Opposite
Os olhos de Beth Greene percorriam toda a campina com desânimo. A saudade que sentia de seu pai e sua irmã ardia, como um ferimento aberto e mal tratado. Seu pai, Hershel Greene, assassinado da maneira mais injusta, cruel e doentia, na sua frente. Ela se lembrava, a contragosto, do som seco que a espada de Michonne fazia quando em contato com a pele e músculos desgastados do pescoço de seu velho pai. Os ossos se partindo. Mesmo de longe ela conseguira ouvir o som da cabeça encontrando o chão terroso, um baque surdo e inesquecível.
Sentia falta do chorinho de Judith e da voz de Rick Grimes agradecendo-a por assumir, ainda que de forma parcial, o lugar de Lori.

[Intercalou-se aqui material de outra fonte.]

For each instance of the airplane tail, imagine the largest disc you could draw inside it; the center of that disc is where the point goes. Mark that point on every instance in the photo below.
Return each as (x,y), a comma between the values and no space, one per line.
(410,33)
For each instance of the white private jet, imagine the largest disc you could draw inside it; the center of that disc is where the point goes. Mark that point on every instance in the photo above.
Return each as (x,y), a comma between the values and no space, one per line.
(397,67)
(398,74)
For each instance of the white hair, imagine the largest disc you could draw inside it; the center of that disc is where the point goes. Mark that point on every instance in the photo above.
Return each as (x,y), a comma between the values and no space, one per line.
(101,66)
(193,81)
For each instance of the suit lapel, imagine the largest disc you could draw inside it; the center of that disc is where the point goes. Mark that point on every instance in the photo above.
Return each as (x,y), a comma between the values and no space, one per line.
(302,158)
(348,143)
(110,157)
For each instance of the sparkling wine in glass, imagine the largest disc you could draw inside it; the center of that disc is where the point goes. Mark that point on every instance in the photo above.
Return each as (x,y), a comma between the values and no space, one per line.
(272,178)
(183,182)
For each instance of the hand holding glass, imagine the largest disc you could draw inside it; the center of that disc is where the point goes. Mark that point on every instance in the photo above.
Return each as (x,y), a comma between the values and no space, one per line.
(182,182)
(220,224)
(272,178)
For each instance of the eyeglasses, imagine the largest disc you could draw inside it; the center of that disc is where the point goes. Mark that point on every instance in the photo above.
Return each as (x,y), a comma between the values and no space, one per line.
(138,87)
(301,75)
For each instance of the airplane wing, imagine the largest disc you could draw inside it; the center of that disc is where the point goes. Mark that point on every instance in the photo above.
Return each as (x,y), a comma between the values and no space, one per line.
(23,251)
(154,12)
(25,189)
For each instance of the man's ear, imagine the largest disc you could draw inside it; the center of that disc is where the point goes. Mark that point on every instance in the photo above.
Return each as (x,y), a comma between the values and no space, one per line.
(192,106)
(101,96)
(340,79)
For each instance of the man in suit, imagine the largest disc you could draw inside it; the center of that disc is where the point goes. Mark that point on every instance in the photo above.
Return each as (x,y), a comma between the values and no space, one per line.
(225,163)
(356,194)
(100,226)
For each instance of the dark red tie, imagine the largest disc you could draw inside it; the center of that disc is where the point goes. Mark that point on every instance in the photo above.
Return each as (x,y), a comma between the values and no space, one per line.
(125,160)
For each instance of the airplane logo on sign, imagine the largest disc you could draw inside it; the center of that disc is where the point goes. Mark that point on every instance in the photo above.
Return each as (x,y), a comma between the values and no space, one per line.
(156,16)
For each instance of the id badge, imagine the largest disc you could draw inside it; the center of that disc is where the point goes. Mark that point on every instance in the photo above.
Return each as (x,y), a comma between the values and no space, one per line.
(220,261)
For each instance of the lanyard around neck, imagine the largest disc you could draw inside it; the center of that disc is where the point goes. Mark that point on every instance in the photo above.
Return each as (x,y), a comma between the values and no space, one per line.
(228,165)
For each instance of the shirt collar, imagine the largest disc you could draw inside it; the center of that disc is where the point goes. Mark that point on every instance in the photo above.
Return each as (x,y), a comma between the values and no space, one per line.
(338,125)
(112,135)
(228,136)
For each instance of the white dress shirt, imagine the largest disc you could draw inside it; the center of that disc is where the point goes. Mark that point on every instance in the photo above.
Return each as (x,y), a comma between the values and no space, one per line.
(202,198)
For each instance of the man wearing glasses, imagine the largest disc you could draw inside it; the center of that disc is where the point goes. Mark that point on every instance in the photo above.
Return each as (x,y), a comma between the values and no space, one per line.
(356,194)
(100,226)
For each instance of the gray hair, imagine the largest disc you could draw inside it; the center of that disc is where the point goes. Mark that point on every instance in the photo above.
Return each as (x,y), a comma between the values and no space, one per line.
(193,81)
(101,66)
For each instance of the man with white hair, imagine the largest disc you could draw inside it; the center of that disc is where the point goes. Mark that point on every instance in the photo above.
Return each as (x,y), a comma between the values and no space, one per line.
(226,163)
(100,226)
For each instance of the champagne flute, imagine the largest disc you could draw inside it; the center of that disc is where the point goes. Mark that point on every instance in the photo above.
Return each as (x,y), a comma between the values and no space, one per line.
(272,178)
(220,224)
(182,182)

Ultimamente vinha ouvindo os resmungos de Daryl, que ela sabia, lamentava profundamente o azar de tê-la como companhia. No jogo dos palitos, ele havia tirado o premiado. Ela era a bagagem incômoda e desnecessária, que qualquer um dispensaria, sem pestanejar.
Uma lágrima longa e grossa deslizou pela bochecha lisa e alva. Beth fez questão de limpa-la quando ouviu o som de passos logo atrás de si.
— Trouxe o jantar. — monossilábico, como sempre, Daryl Dixon anunciou, jogando o esquilo minúsculo sobre o joelho de Beth
—Obrigada. — a resposta foi igualmente curta.
Como toda jovem de dezoito anos¹, estar "por baixo", era o símbolo da derrota. E em todas as discussões com ele, ela era brutalmente colocada em seu lugar, de subserviência. Ele nunca dissera isso, mas as atitudes de Daryl eram suficientes para que ela entendesse o quão insignificante e inútil ela era.
Os sons do fogo consumindo a madeira e a ruidosa mastigação de Daryl eram a trilha sonora do ambiente. Ele nascera para essa vida, para o mundo desregrado e caótico do qual agora faziam parte. Ela, no entanto, estava fora de contexto, como uma rara e delicada boneca de porcelana que fora tirada da caixa, e entregue para uma criança brincar, na terra.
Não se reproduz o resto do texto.